Zoplicone, which induces fos* gene activity in the paraventricular nucleus of the hypothalamus (which regulates the pituitary which regulates the adrenal cortex, which regulates cortisol) is being promoted heavily as a new drug, but we have not received enough information to conclude it induces sleep better in central pain than clonazepam. Zopiclone has been found to have a mild dose related analgesic effect, but then so does clonazepam. What IS interesting that in the few reports received, is that those WITHOUT CP seem to continue to prefer Ambien for sleep, but those WITH Central Pain may find eszoplicone better, which indicates the anti-hyperalgesic effect, even if modest, may be greater than appreciated.

Many who have written consider clonzepam of some significant help with their central pain. We await more input before commenting on the zopiclones, including eszopiclone, marketed as Lunesta (copyrighted name), which is being promoted heavily. It remains to be seen if this drug is better for most or for just a few or for no one in particular with Central Pain as compared to clonazepam or other benzodiazepines. There is always a price to be paid for sedation, and the claims that no drowsiness results from zopiclone seem subject to question, particularly in those over sixty years of age. Many with severe CP find heavy sedation essential before any hope of sleep may be achieved.
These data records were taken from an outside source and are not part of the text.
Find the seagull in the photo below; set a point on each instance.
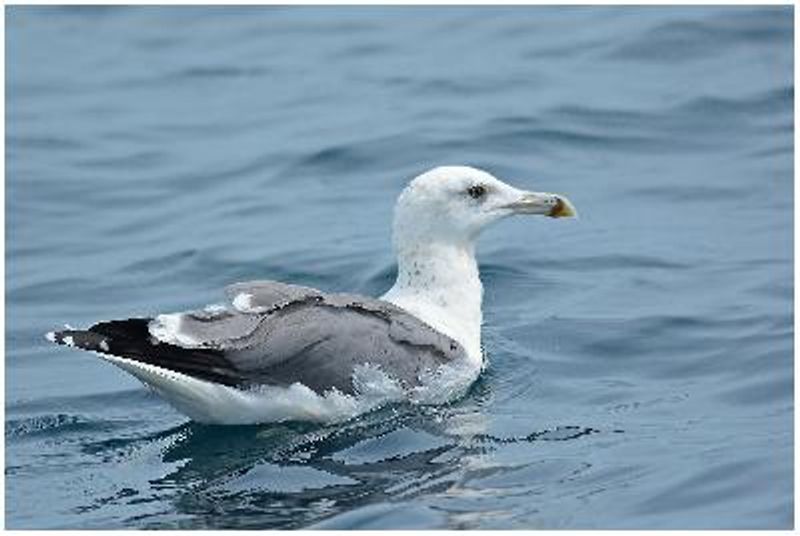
(277, 351)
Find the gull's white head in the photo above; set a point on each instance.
(453, 204)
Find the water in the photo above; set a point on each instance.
(641, 369)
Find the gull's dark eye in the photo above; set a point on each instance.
(477, 191)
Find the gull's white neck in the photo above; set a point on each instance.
(439, 283)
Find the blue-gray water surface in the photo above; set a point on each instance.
(640, 358)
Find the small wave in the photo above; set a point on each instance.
(53, 425)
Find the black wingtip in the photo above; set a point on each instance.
(85, 340)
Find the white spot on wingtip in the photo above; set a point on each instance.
(244, 303)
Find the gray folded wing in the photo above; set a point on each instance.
(276, 333)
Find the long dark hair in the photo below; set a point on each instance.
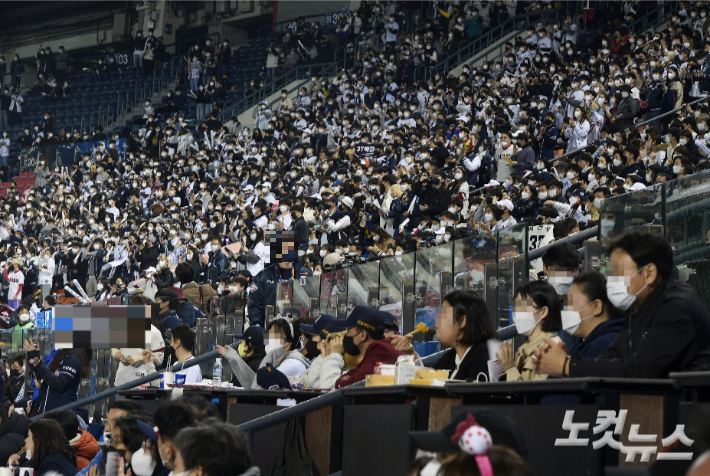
(479, 325)
(543, 294)
(84, 369)
(49, 440)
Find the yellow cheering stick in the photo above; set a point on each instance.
(421, 327)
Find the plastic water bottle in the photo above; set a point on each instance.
(217, 373)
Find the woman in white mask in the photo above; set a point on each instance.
(465, 326)
(537, 315)
(253, 254)
(590, 316)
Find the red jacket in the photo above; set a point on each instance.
(379, 351)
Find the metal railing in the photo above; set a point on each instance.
(134, 383)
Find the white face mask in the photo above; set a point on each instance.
(562, 284)
(617, 287)
(525, 322)
(142, 464)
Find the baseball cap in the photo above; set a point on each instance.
(323, 326)
(503, 430)
(364, 316)
(391, 322)
(253, 335)
(269, 378)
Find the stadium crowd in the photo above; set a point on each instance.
(382, 159)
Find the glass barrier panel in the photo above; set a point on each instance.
(627, 211)
(363, 284)
(332, 283)
(687, 214)
(470, 257)
(513, 241)
(431, 262)
(393, 271)
(284, 298)
(687, 220)
(305, 291)
(504, 289)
We love drug companies, they are the mainstay of medical research for the most part, but of course they have administrators who hope to turn a profit. This can lead to overenthusiastic claims if the company is not careful. In the past, following the success of amitryptyline (Elavil), a host of similar tricyclics were produced, many claiming superior treatment for Central Pain, the effect being achieved perhaps largely through sedation, although these drugs are not commonly called hypnotics. Despite the extensive number of articles, some published in distinguished journals, including even complicated paradigms and algorhythms as to precise way to choose from among the tricyclics, there is no solid evidence any of the tricyclics are better for Central Pain than Elavil, which is very inexpensive by comparison.
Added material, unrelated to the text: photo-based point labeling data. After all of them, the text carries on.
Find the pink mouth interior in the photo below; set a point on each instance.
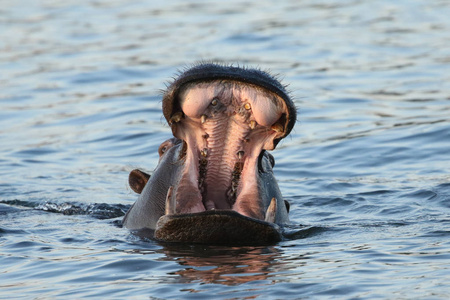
(224, 125)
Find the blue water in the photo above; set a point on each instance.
(366, 168)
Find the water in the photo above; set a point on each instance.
(366, 169)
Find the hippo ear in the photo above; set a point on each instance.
(137, 180)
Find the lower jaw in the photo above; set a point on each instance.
(216, 227)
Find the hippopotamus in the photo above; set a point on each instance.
(214, 182)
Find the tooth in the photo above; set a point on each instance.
(277, 127)
(171, 206)
(271, 212)
(176, 117)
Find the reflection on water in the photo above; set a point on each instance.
(365, 169)
(224, 265)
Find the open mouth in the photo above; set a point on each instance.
(225, 124)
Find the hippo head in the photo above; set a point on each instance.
(214, 181)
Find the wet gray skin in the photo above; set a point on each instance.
(214, 182)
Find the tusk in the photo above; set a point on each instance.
(271, 212)
(171, 207)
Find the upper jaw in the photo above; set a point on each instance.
(225, 124)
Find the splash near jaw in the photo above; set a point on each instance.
(225, 125)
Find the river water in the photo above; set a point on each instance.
(366, 169)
Are the differences and advantages between the tricyclics real or not? We simply do not know, as conclusive double blind studies have not been performed. Similarly, while certain of the hypnotics probably will be shown to have some edge, it is not clear that any one particular drug will gain a clear advantage in the medical trials, despite the fact that some will win in the marketplace. None of them are particularly effective at stopping pain, but having some sleep is essential to surviving the severe forms of CP.

The warnings on the dangers of sudden withdrawal from eszopiclone indicate some significant events of withdrawal symptoms during drug trials. It is also being reported that no episodes of tolerance (decreasing effectiveness with time, requiring progressively higher doses) were noted, but this may be doubtful in light of the general feeling that tolerance does occur with hypnotics, particularly with prolonged use.

We are happy to see the drug companies rework and tweak molecules as they please, but would prefer the money to be devoted to new classes of drugs, inasmuch as adequate benzodiazepines already exist. Specifically, we can hope for safe, deliverable blockers of the Nav 1.3 ion channel, the CaV2.2 calcium channel, and the newly discovered T3 Calcium channels. The silver bullet is always more desirable than the mortar shell, if side effects are to be avoided.

*accurately or not, fos activity, which is actually a fairly early chemical step, and not actually very specific, is taken as indicating that genes in fos postive areas have been turned on or upregulated.